ECLI:NL:HR:2012:BW7368
Hoge Raad
- Cassatie
- A.J.A. van Dorst
- B.C. Savornin Lohman
- Y. Buruma
- Rechtspraak.nl
Ambtshalve verjaring in strafzaak tegen verdachte
In deze zaak heeft de Hoge Raad op 5 juni 2012 uitspraak gedaan in een cassatieprocedure tegen een bij verstek gewezen arrest van het Gerechtshof te 's-Hertogenbosch van 18 december 2002. De verdachte, geboren in 1943 en ten tijde van de betekening zonder bekende woon- of verblijfplaats, was door het Hof veroordeeld tot een gevangenisstraf van twaalf maanden voor verschillende strafbare feiten, waaronder smaadschrift, eenvoudige belediging, verduistering, valsheid in geschrift en opzettelijke beschadiging van andermans eigendom. De Hoge Raad heeft het beroep in cassatie ingesteld door de verdachte, vertegenwoordigd door mr. P.W. van der Kruijs, advocaat te 's-Hertogenbosch, beoordeeld.
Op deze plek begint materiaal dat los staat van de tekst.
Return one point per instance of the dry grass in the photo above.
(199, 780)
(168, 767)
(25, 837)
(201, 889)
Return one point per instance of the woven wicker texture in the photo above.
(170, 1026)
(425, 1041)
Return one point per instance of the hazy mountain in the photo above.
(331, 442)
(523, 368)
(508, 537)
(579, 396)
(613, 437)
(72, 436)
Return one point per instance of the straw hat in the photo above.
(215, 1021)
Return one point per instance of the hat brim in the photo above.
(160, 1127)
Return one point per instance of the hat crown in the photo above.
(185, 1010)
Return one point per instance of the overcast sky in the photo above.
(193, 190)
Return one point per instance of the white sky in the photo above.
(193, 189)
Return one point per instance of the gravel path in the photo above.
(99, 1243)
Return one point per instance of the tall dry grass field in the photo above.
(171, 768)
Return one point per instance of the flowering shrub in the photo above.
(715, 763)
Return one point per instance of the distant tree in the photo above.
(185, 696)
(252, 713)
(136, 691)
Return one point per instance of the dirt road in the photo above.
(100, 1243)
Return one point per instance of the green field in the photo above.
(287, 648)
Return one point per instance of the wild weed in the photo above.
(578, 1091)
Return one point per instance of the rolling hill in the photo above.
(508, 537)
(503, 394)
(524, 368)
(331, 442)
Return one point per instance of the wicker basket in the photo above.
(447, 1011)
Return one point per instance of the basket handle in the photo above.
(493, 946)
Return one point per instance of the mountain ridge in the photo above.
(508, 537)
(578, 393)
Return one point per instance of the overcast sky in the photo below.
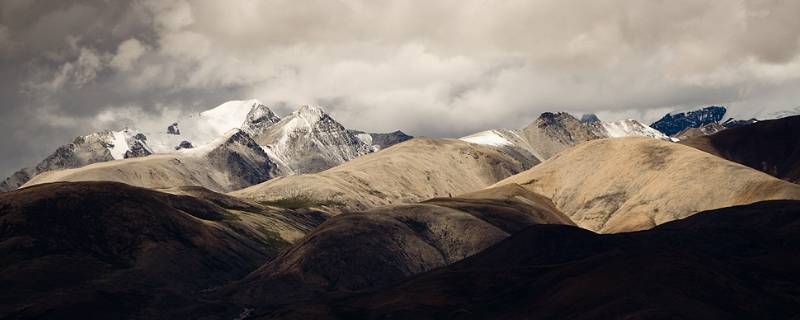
(428, 67)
De Advocaat-Generaal Hofstee heeft geconcludeerd dat de Hoge Raad de bestreden uitspraak zou moeten vernietigen voor wat betreft de beslissingen over de feiten 1, 2, 3 en 5, en dat de Officier van Justitie niet-ontvankelijk verklaard zou moeten worden in de vervolging voor deze feiten. Tevens werd geadviseerd om de zaak terug te wijzen naar het Gerechtshof voor herbehandeling van de strafoplegging met betrekking tot feit 4. De Hoge Raad heeft vastgesteld dat de verjaringstermijn voor de feiten 1, 2, 3 en 5 was verstreken, waardoor het recht tot strafvordering was vervallen.
De Hoge Raad heeft uiteindelijk de bestreden uitspraak vernietigd, de Officier van Justitie niet-ontvankelijk verklaard in de vervolging voor de feiten 1, 2, 3 en 5, en de zaak terugverwezen naar het Gerechtshof te 's-Hertogenbosch voor herbehandeling van de strafoplegging voor feit 4. Het beroep werd voor het overige verworpen. Deze uitspraak benadrukt de belangrijke rol van verjaring in het strafrecht en de noodzaak voor tijdige vervolging van strafbare feiten.